Wednesday, August 14, 2013

From Random Sketches


I felt like a fool after opening my mouth to give my two cents worth of 'Art Appreciation to a group Art Judges selecting the winners for the "Heritage Art Competition" which which took place at the MGTF - USM. I should have restrained myself and practice just 'Bare Attention', which would have been more fruitful a practice. But i had to jump in like I always do feet first and letting my emotions fly to prove my point. Among those present were highly qualified 'Otais' and a few Art teachers and professors like Prof. Fauzan of USM and Lawrence Loh. Needles to say I put my foot into my mouth in front of great art teachers. 

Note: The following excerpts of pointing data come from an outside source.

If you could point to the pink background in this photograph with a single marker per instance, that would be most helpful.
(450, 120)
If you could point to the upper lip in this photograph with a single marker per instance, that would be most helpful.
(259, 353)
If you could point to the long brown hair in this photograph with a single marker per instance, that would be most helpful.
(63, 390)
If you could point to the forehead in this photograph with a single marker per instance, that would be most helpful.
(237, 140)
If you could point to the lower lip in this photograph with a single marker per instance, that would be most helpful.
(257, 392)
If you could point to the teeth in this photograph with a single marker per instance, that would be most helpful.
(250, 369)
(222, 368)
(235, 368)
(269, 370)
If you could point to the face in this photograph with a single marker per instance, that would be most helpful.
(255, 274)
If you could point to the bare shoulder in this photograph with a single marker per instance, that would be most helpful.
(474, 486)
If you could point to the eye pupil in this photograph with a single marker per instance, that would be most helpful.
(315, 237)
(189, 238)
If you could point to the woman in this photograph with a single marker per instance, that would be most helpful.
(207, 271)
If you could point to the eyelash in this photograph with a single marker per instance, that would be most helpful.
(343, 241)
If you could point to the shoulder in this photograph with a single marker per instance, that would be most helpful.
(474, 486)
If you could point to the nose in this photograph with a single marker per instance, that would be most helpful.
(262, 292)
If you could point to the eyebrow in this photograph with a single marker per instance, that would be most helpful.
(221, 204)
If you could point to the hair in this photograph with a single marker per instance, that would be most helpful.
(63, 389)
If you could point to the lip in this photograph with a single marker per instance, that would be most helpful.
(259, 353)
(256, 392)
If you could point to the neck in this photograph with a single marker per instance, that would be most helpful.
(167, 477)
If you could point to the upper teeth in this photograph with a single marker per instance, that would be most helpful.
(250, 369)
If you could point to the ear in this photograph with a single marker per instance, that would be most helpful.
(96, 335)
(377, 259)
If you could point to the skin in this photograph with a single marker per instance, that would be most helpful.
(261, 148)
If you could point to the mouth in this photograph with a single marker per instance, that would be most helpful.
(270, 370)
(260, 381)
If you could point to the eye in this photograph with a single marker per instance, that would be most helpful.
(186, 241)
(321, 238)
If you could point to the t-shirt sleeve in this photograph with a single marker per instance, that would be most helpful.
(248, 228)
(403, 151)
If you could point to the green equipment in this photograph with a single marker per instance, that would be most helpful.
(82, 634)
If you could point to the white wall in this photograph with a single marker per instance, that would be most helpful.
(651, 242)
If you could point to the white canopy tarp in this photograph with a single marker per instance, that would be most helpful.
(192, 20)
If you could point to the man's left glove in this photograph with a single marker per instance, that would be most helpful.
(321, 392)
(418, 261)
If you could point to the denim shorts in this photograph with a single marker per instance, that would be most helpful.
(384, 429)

But i am glad in a way that i made a fool of myself every now and then and especially in the wrong moment and time, this is when I make my 'self' heard where and when it matters. I was able to apologise to Lawrence but the others I find no need to worry anymore how or what they felt about my silly outburst on something i finally have come to embrace as my personality; I am an artist.


If it all sounds like more justifications over my ignorance or the inability to keep to my practice, yes it is and I am humbled by the experience but at the same time felt a deeper insight into who I am among my peers as an artist in the is City of Georgetown., Penang.

I see myself as who I am in the mirror every morning and i am happy that i have been allotted another year added to my life as my birth date passed by a few days ago. I am about to talk the downward slope of the bridge of my life, I have reached the summit of my path and the rest is a gradually drift towards the culmination of the entire trip I have taken thus far in trying to piece together who I am amidst life as it its.

My journey is one of taking a look at the world from within with as much awareness and enthusiasm as i possibly could like tomorrow may never come. Each and every action I manifest for better or for worse, I fully accept as is with not room for doubts or judgement, with no attachment or revulsion, with not a concept of these notions of action. I act and my action is me.

I I sweep the corridors of my mind clearing away the dust and dirt, the cobwebs and molds that has accumulated over time; thus I am.